How are we defending our Marine Protected Areas?

mpa_watch_MPA-Watch-002-1024x768.jpgSince the MPAs went into effect, they have enjoyed great support from the community, cities and non-profit organizations along the coast, especially in Orange County. The public has also been widely accepting and respectful of these new protected areas.

MPA Watch Program

When Coastkeeper was involved in creating these marine protected areas there was a lot of specific information available on each site, including the types of fish and other marine life that existed, how much rocky reef there was, and other basic information. However, we didn’t have a lot of data on what people do and where. The human use data was sorely lacking. We knew generally that people surfed in this one spot or people dive in this other area. However, we didn’t know to what extent these activities were taking place, and how many people were doing them, and where these activities were going on in other places. 

To close this information gap, MPA Watch was started by the Monterey Coastkeeper, followed closely by Orange County Coastkeeper and Heal the Bay. Since that time it has been expanded statewide, so there are now MPA Watch programs up and down the state.  

A technical advisory team of scientists is helping MPA Watch to ensure the data collected is valid and useful.  MPA Watch worked with this team to develop monitoring protocols and a data sheet to standardize the way data is collected at all of the Marine Protected Areas throughout the state. Training manuals have been developed so that all MPA Watch personnel and volunteers everywhere are collecting and recording data in the same way. MPA watch surveys are done by citizen volunteers who have gone through a training course to ensure the accurate collection of human use data.  After training, volunteers conduct MPA Watch surveys at their own convenience on any day of the week. This unscheduled survey regime results in a set of random surveys that covers all times of day and all days of the week, ensuring that we capture the variety of human uses that occur in MPAs.
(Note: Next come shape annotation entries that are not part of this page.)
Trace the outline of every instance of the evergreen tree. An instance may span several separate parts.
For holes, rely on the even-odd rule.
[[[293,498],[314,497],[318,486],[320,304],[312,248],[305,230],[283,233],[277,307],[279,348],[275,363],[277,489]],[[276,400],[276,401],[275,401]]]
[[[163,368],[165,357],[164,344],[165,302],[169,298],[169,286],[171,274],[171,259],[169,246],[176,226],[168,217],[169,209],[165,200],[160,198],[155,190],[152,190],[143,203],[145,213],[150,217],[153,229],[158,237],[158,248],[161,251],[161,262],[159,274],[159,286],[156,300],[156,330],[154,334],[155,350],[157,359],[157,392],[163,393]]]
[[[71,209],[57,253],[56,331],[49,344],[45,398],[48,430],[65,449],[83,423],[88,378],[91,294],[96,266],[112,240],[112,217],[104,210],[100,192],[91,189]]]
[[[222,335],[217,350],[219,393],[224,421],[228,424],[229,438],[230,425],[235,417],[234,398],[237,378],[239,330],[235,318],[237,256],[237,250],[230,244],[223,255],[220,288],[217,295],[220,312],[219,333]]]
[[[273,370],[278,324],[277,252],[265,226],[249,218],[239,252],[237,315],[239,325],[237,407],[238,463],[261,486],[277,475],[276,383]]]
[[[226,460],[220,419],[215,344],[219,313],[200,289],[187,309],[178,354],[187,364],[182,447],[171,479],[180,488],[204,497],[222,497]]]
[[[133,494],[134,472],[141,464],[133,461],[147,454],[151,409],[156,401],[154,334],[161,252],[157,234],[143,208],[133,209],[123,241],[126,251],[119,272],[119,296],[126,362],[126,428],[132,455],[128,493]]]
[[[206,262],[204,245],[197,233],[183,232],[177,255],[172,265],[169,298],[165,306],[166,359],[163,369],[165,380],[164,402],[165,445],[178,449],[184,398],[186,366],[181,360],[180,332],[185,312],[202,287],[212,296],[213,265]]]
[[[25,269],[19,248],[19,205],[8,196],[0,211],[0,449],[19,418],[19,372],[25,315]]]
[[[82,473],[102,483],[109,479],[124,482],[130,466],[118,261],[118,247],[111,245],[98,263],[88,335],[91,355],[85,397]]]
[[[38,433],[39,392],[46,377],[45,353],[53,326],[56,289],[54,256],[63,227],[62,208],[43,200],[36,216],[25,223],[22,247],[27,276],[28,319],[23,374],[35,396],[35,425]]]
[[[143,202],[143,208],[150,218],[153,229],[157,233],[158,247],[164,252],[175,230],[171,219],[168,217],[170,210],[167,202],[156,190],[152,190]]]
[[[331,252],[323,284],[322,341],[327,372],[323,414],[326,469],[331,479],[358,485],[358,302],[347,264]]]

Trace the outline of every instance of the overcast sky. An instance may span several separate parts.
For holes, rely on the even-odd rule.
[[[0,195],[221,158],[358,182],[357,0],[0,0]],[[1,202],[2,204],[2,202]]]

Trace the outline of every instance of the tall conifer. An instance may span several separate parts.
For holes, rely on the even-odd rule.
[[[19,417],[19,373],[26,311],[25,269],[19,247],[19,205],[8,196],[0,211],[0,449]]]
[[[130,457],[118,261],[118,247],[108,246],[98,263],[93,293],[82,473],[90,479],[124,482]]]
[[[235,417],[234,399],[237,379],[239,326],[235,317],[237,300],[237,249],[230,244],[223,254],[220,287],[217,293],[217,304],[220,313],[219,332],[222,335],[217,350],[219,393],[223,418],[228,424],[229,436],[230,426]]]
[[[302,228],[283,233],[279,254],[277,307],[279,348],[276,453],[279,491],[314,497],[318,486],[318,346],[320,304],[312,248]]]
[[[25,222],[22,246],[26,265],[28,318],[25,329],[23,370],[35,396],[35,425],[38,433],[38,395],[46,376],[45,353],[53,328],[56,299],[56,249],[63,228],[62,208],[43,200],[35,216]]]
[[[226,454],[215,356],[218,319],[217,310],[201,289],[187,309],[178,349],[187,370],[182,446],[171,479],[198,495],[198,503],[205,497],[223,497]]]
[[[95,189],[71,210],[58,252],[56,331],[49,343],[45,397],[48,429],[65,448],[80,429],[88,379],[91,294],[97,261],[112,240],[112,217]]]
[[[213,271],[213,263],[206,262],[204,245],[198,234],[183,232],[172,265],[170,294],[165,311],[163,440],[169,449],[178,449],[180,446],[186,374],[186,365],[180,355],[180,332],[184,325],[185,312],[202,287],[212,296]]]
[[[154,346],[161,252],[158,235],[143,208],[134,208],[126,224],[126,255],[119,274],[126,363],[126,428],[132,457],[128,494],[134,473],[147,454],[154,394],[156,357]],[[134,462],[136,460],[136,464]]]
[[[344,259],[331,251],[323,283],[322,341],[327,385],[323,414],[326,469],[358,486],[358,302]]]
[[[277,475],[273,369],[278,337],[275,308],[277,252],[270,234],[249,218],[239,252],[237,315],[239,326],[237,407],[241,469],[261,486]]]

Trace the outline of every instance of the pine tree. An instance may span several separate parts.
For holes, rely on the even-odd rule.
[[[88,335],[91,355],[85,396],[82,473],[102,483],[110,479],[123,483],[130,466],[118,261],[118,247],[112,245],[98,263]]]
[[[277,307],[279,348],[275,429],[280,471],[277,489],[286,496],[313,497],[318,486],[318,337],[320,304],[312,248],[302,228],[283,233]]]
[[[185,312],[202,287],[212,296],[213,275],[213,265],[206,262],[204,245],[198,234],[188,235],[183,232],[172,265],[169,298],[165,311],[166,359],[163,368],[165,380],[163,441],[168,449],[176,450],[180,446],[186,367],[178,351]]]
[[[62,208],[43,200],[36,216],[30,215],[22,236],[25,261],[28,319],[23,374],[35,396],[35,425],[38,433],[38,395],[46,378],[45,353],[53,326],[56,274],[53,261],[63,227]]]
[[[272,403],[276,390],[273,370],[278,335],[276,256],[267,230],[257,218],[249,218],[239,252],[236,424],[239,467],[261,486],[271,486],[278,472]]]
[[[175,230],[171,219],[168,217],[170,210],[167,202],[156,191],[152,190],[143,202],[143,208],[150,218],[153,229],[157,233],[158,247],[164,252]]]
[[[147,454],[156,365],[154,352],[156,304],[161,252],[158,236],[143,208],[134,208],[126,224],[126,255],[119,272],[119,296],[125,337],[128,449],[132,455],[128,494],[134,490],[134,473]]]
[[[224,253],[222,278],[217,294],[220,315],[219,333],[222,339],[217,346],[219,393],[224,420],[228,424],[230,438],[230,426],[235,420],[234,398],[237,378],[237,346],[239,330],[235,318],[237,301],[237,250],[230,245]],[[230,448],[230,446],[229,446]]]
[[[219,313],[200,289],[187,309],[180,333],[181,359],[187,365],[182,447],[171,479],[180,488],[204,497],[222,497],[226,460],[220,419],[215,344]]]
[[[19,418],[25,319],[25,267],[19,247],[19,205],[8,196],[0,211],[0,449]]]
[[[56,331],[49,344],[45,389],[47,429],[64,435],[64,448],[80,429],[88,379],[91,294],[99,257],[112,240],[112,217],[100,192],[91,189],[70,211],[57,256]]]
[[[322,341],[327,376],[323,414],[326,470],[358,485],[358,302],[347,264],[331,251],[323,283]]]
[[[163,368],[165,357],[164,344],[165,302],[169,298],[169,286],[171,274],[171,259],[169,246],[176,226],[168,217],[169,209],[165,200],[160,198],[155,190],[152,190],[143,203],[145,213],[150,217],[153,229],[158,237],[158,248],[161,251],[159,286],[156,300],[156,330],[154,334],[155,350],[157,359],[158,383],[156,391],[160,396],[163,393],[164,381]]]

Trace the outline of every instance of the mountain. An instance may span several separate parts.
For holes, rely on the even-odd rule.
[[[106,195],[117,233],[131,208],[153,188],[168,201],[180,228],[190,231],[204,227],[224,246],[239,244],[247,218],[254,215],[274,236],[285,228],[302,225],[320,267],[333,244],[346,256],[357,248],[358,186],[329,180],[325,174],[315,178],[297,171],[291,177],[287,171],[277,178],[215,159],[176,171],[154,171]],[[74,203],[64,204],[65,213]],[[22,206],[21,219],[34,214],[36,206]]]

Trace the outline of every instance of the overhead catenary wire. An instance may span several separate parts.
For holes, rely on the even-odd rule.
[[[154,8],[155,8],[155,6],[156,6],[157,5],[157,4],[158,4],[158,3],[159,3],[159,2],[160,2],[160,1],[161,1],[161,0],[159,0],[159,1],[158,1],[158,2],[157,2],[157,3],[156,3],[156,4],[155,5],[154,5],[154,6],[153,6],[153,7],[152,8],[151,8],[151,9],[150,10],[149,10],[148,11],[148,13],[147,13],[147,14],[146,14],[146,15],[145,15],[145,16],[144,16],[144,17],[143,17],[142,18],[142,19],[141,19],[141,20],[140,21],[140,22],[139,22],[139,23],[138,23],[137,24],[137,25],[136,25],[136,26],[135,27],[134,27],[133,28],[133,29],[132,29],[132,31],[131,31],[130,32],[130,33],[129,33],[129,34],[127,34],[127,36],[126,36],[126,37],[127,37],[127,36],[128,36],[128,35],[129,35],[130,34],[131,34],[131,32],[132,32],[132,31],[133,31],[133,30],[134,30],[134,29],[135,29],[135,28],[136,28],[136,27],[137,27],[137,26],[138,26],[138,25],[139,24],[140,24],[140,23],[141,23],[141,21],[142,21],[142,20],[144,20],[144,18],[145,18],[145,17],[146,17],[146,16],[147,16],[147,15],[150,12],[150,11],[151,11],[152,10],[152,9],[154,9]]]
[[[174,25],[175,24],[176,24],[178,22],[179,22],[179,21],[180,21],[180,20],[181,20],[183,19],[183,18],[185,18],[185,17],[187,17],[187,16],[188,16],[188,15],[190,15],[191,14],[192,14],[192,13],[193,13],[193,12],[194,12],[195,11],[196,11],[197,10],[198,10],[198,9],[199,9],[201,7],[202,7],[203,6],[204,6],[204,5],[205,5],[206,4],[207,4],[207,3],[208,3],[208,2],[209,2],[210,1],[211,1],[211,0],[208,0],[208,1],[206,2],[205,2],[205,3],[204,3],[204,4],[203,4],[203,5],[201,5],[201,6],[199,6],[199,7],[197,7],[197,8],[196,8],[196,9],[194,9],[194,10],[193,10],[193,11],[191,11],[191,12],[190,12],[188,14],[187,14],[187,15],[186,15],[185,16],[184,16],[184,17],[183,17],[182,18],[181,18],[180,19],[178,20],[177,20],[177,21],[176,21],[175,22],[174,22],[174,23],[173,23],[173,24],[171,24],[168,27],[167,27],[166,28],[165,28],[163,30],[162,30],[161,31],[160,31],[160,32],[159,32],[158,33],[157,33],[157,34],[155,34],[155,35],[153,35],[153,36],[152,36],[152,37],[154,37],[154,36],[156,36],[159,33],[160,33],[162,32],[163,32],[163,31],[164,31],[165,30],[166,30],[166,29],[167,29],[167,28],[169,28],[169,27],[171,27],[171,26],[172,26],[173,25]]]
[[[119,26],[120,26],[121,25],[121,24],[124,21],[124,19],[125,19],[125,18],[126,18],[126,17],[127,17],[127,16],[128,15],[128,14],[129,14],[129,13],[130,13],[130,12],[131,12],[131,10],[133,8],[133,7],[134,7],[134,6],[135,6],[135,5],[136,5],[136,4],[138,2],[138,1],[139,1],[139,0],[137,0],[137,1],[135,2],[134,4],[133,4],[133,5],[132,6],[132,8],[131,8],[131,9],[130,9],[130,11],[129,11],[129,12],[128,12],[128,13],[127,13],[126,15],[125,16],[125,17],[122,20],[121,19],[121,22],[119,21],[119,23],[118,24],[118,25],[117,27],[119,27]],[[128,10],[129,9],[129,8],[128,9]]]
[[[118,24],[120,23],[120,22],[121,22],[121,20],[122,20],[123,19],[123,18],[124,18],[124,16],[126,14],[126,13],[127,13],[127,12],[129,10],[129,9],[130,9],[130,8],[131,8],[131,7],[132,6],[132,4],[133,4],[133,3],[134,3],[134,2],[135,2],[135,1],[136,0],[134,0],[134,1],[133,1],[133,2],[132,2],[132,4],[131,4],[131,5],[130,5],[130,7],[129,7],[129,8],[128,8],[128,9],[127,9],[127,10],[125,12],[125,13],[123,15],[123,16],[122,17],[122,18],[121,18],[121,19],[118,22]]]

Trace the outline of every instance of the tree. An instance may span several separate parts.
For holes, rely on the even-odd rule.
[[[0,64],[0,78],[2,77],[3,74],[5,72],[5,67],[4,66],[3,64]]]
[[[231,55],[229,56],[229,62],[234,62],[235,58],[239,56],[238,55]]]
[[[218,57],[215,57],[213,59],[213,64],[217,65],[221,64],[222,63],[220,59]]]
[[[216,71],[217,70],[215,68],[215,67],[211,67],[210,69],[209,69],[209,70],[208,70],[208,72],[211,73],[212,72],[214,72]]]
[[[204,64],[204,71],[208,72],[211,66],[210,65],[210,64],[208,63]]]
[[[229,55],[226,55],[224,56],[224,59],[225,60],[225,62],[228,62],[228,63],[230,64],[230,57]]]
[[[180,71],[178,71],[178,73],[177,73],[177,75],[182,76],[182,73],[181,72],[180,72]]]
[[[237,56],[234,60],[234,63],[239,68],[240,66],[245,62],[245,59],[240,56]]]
The information is entered into a statewide database, from which Coastkeeper pulls the Orange County information and analyzes it to produce quarterly and annual reports. Currently the database application can’t self-generate reports, but that is an immediate goal for the mpawatch.org site. Members will soon be able to click on a map of a given MPA anywhere along the coast and get a summary report on activities and measurements that have taken place recently in that area.

One of the major reasons for ensuring the validity of the data and building functionality into the web site is to encourage and allow the California Department of Fish and Wildlife to use the human use data collected by MPA Watch for their management and enforcement activities for MPAs.  The web site and associated database will also allow the public and other entities to access information on human use in the MPAs.